The benefits of treating data like an operational asset are real, and governments that fully embrace open data stand to benefit the most.
When governments open up data that they make use of themselves to improve revenue collections and other aspects of their operations, its like training at altitude.
More Data Means More Revenue
When I worked as the Chief Data Officer for the City of Philadelphia, I commissioned an internal study that looked at properties in the city that had an outstanding tax liability that had been issued either a building permit or a rental license. (Data on outstanding property taxes are maintained by the city’s Department of Revenue. Building permits and rental licenses are issued by another agency – the Department of Licenses & Inspections.)
This study found thousands of instances where one agency of the city was issuing permits and licenses to property owners that had an outstanding tax liability with another agency.

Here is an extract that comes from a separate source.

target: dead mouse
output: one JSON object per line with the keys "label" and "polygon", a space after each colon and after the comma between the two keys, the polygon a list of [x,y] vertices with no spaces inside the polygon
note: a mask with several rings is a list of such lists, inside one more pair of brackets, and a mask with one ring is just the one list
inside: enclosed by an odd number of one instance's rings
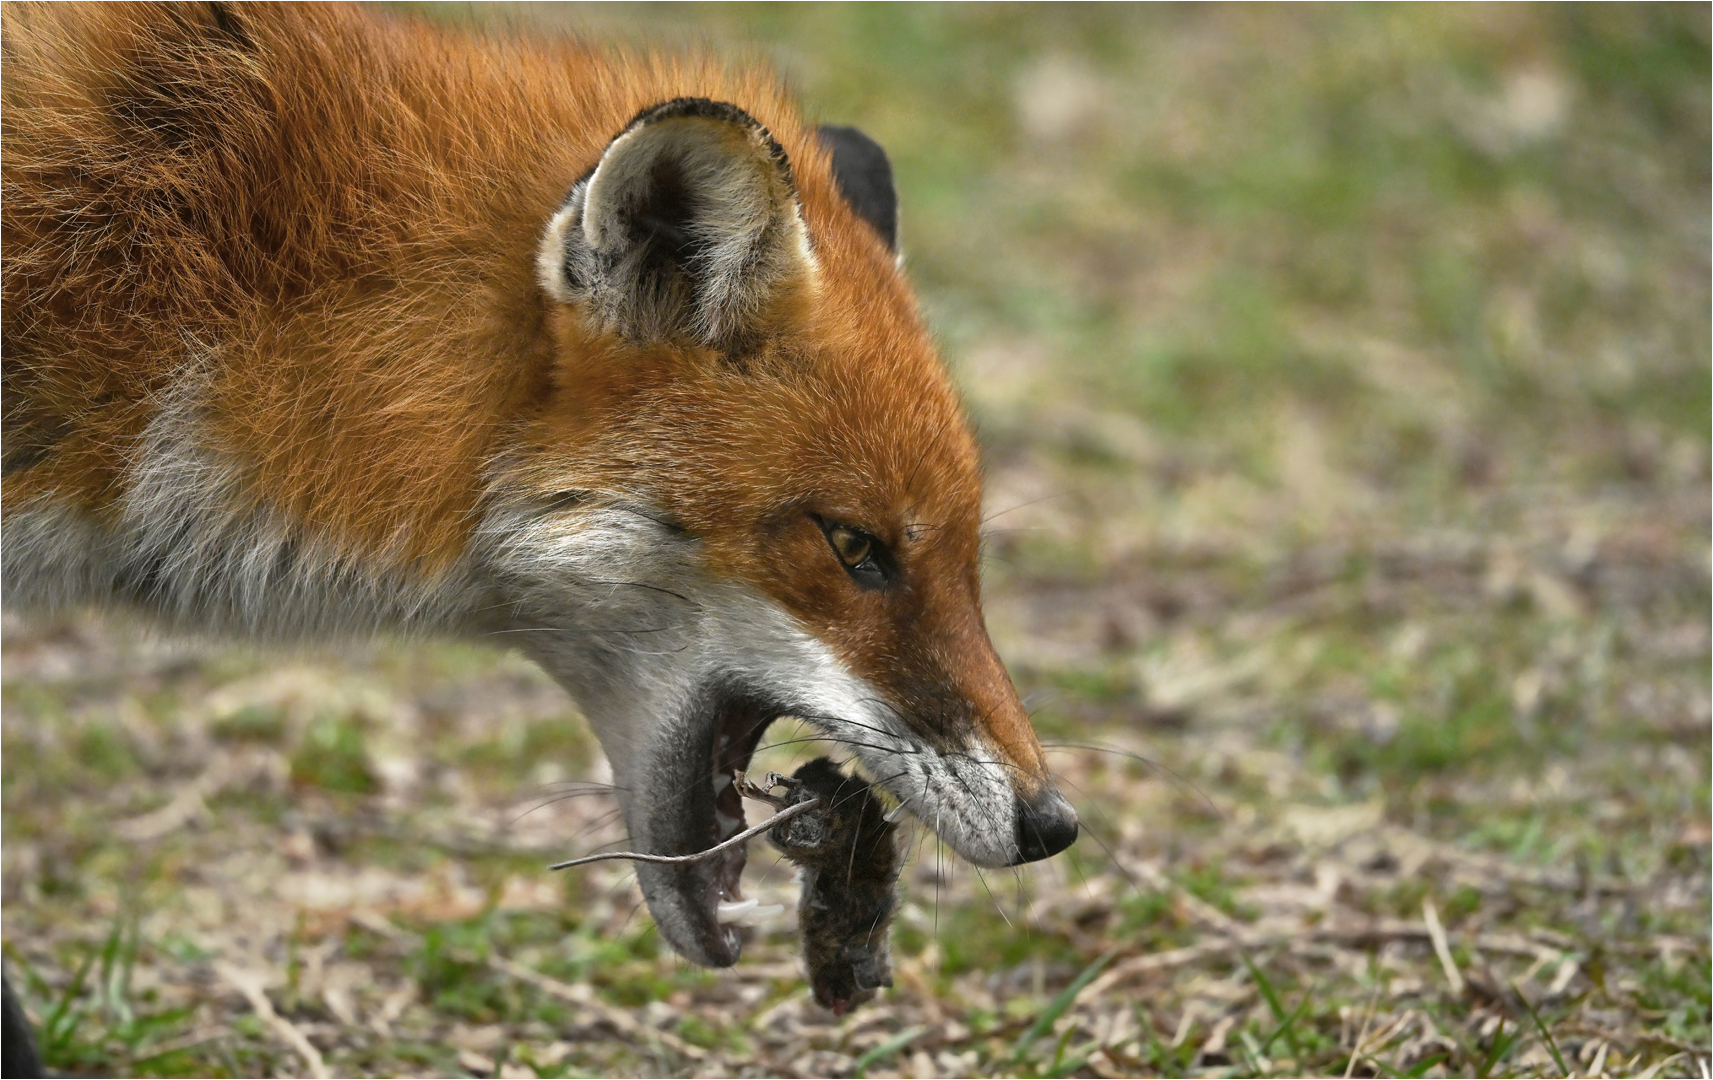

This kind of scenario – which costs the City of Philadelphia tens of millions of dollars – occurs when agencies do not make their data available for use by other units of government. The Department of Revenue currently does not make data on outstanding property taxes available in an open format – this means that Licenses & Inspections (or any other unit of city government) is unable to systematically check if applicants for a city service have an outstanding liability with the city.
In another example of how better data sharing between government entities can deliver value, Waldo Jaquith (Director of U.S. Open Data Institute) used business registration data from the State of Virginia and demonstrated how it might – if shared openly with all Virginia municipalities – support the collection of tens of millions of dollars in additional revenue.
The Value of Being Open
…[G]overnments that share open data with outside consumers lay the foundation for a different, equally important, kind of sharing – sharing data across government agencies.
— Why Publish Open Data
If we step back and think about the two examples discussed above for a moment, as compelling as they are, they do not – on their own – explain why governments should pursue the release of open data.
It would be quite easy for government officials to point out that better sharing of data inside and between governments does not require sharing data publicly as open data. It could be very tempting for them to exclusively favor data sharing that is interagency or intergovernmental in nature.
This begs the question – for governments that really want to unlock the value of data, why is sharing information as open data important?
There are several reasons.
First, data transparency can help drive data quality. When there are many eyes on a specific dataset, and multiple users accessing it, any inconsistencies or issues with the data get surfaced quickly for discussion. See this thread on the City of Philadelphia’s open data forum for an example of how this works in practice. One of the best remedies for dirty data is transparency.
Second, when government data is released openly there are a number of very healthy incentives created by data users. These users expect data to be well documented and regularly updated – when this does not happen, governments typically hear about it in a very visible way. Data that is regularly updated, well documented and otherwise easier to use has more value for every potential user (including governments themselves).
Finally, governments that publish open data set themselves up to benefit from unforeseen partnerships and collaborations. As I discussed in a similar post almost a year ago, a commitment to open data make data discoverable – it obviates the need for special relationships or political clout to obtain data. Anyone and everyone can see what data is available for use, so few resources are spent hunting around for data and connecting with data owners, and more resources can be devoted to doing innovative things with it.
A commitment to openness makes governments better producers of data, and better consumers of data.